Robert Frank, in his house in Nova Scotia, 1969-1971, photograph by Walker Evans
The Metropolitan Museum of Art, Walker Evans Archive, 1994 (1994.252.119.1)
© Walker Evans Archive, The Metropolitan Museum of Art
Assuredly the gods who sent Robert Frank, so heavily armed, across the United States did so with a certain smile.
Photographers are often surprised at some of the images they find on their films. But is it an accident that Frank snapped just as those politicians in high silk hats were exuding the utmost fatuity that even a small office-seeker can exhibit. Such strikes are not purely fortuitous. They happen consistently for expert practitioners. Still, there remains something mysterious about their occurrence, for which an analytical onlooker can merely manufacture some such nonsensical phrase as "the artist’s crucial choice of action."
But these examples are not the essence of Frank’s vision, which is more positive, large, and basically generous. The simple picture of a highway is an instance of Frank’s style, which is one of the few clear cut signatures possessed by any of the younger photographers. In this picture, instantly you find the continent. The whole page is haunted with American scale and space, which the mind fills quite automatically—though possibly with memories of negation of violence or of exhaustion with thoughts of bad cooking, extremes of heat and cold, law enforcement, and the chance to work hard in a filling station.
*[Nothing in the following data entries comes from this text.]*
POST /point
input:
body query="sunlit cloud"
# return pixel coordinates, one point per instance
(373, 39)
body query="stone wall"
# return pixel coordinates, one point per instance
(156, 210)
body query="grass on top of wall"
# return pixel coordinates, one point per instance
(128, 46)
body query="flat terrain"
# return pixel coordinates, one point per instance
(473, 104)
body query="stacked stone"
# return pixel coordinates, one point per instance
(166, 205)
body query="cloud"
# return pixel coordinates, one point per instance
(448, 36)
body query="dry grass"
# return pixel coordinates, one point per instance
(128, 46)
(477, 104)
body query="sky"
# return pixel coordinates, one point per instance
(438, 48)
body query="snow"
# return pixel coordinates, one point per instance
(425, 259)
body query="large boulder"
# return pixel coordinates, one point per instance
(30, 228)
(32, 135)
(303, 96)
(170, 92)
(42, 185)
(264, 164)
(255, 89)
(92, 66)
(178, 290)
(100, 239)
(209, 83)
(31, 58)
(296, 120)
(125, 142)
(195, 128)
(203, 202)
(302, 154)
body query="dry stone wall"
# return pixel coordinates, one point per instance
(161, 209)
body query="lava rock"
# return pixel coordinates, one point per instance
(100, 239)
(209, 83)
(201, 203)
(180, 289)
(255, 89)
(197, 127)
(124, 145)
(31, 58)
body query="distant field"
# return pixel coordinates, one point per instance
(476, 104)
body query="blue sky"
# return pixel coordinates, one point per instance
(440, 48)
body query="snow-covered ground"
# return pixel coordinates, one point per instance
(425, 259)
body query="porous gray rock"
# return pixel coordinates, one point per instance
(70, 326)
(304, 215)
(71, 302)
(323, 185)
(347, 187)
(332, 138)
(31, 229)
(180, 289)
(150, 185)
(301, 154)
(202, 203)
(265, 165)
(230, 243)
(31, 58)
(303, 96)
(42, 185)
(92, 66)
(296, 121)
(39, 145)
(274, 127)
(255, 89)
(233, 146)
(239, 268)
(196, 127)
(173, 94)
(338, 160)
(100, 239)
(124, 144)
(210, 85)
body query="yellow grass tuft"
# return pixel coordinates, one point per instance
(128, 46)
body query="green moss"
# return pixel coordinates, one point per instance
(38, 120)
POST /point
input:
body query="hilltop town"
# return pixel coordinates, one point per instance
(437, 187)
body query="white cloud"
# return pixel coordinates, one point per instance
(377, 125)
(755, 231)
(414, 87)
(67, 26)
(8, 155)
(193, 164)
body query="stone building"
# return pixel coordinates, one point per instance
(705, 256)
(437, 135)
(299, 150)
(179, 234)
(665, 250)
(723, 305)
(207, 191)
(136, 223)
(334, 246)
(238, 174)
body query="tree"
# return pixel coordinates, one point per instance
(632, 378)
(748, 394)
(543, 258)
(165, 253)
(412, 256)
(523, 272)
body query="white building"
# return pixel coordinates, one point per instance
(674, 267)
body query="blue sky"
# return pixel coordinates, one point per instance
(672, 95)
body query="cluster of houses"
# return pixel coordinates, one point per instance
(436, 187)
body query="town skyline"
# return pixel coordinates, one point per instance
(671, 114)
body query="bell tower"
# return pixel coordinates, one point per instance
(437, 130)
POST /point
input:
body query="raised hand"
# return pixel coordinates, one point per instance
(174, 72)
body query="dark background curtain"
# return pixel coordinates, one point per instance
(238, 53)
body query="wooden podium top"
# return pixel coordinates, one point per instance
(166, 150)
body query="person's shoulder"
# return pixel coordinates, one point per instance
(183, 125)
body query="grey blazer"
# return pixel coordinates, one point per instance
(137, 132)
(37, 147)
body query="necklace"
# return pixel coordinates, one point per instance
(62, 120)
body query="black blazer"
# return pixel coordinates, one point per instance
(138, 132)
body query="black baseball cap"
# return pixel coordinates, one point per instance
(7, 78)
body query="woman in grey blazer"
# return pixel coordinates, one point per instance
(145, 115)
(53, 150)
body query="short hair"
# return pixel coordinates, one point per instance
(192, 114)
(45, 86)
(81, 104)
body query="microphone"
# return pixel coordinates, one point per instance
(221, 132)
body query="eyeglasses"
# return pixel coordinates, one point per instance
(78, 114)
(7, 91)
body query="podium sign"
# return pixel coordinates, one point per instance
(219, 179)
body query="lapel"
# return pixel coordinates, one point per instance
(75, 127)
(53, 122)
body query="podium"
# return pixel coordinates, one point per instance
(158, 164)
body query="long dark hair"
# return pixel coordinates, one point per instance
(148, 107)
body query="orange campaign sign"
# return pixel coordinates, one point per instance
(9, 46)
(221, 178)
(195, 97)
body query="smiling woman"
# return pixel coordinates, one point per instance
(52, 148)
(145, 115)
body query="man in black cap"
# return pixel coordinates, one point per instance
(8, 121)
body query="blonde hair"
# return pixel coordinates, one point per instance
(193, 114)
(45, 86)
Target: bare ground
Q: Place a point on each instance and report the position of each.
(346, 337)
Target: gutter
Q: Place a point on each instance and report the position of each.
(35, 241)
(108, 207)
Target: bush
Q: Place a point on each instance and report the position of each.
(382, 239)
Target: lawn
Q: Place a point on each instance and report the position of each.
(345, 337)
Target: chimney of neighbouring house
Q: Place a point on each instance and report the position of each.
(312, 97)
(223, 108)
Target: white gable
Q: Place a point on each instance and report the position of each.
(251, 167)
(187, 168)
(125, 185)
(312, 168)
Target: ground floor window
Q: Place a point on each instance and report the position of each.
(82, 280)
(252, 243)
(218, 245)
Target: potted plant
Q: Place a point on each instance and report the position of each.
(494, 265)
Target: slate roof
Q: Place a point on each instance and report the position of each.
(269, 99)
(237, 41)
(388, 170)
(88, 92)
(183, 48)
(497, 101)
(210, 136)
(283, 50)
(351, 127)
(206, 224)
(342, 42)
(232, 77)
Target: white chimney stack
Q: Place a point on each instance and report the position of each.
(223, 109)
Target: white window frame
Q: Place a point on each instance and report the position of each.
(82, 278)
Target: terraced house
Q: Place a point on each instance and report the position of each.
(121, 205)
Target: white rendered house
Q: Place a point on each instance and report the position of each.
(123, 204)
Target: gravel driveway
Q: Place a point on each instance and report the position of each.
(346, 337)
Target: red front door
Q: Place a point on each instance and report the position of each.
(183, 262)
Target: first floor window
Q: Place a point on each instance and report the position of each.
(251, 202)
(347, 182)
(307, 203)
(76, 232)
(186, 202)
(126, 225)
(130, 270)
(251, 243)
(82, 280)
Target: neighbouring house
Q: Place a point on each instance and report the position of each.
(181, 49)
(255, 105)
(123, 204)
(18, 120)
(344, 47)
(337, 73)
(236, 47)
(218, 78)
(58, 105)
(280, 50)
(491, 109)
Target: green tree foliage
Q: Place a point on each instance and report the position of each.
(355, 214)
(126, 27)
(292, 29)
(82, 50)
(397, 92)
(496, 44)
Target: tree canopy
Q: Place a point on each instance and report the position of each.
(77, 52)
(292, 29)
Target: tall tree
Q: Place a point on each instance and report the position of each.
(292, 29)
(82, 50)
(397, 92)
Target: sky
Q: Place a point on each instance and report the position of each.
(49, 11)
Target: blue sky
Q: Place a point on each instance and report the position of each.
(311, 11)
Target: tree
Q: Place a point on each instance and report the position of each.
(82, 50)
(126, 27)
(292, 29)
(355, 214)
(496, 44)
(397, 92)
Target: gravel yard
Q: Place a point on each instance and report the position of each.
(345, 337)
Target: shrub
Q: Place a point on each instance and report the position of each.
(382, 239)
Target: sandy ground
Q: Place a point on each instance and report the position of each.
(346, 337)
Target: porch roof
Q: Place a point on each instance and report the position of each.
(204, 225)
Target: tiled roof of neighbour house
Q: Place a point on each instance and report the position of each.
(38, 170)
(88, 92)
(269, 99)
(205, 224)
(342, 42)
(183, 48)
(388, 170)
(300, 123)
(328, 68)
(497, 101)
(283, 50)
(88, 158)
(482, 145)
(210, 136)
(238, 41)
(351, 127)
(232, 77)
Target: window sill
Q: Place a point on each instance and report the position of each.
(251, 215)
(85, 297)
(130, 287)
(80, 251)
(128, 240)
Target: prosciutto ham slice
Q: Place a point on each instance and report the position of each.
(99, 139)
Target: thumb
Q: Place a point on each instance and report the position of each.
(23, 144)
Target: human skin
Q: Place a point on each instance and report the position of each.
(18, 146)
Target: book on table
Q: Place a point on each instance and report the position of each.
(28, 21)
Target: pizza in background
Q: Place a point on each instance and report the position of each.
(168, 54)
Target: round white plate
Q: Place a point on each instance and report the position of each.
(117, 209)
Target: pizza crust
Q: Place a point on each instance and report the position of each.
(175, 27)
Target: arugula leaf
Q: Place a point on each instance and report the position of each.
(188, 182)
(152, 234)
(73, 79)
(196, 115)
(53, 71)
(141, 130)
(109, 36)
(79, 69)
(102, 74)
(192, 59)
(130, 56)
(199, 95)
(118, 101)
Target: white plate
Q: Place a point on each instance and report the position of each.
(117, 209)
That Frank has responded to America with many tears, some hope, and his own brand of fascination, you can see in looking over the rest of this pictures of people, of roadside landscapes and urban cauldrons and of semi-divine, semi-satanic children. He shows high irony towards a nation that generally speaking has it not; adult detachment towards the more-or-less juvenile section of the population that came into his view. This bracing, almost stinging manner is seldom seen in a sustained collection of photographs. It is a far cry form all the woolly, successful "photo-sentiments" about human familyhood; from the mindless pictorial salestalk around fashionable, guilty and there fore bogus heartfeeling.
Irony and detachment: these are part of the equipment of the critic. Robert Frank, though far, far removed from the arid pretensions of the average sociologist, can say much of the social critic who has not waylaid his imagination among his footnotes and references. Now the United States, be it said, will welcome criticism, and use it. At its worst moments, the U.S.A. today may seem to think it is literally illuminated by the wide smile of one man, and saved for something-or-other by energy and money alone. But worse moments are the province and the mainstay of the daily newspaper.
For the thousandth time, it must be said that the pictures speak for themselves, wordlessly, visually—or they fail. But if those pictures chose to speak, they might well use the words George Santayana once wrote in a small preface about the United States:
"…the critic and artist too have their rights… Moreover, I suspect that my feelings are secretly shared by many people in America, natives and foreigners, who many not have the courage or the occasion to express them frankly… In the classical and romantic tradition of Europe, love, of which there was very little, was supposed to be kindled by beauty, of which there was a great deal; perhaps moral chemistry may be able to reverse this operation, and in the future and in American it may breed beauty out of love."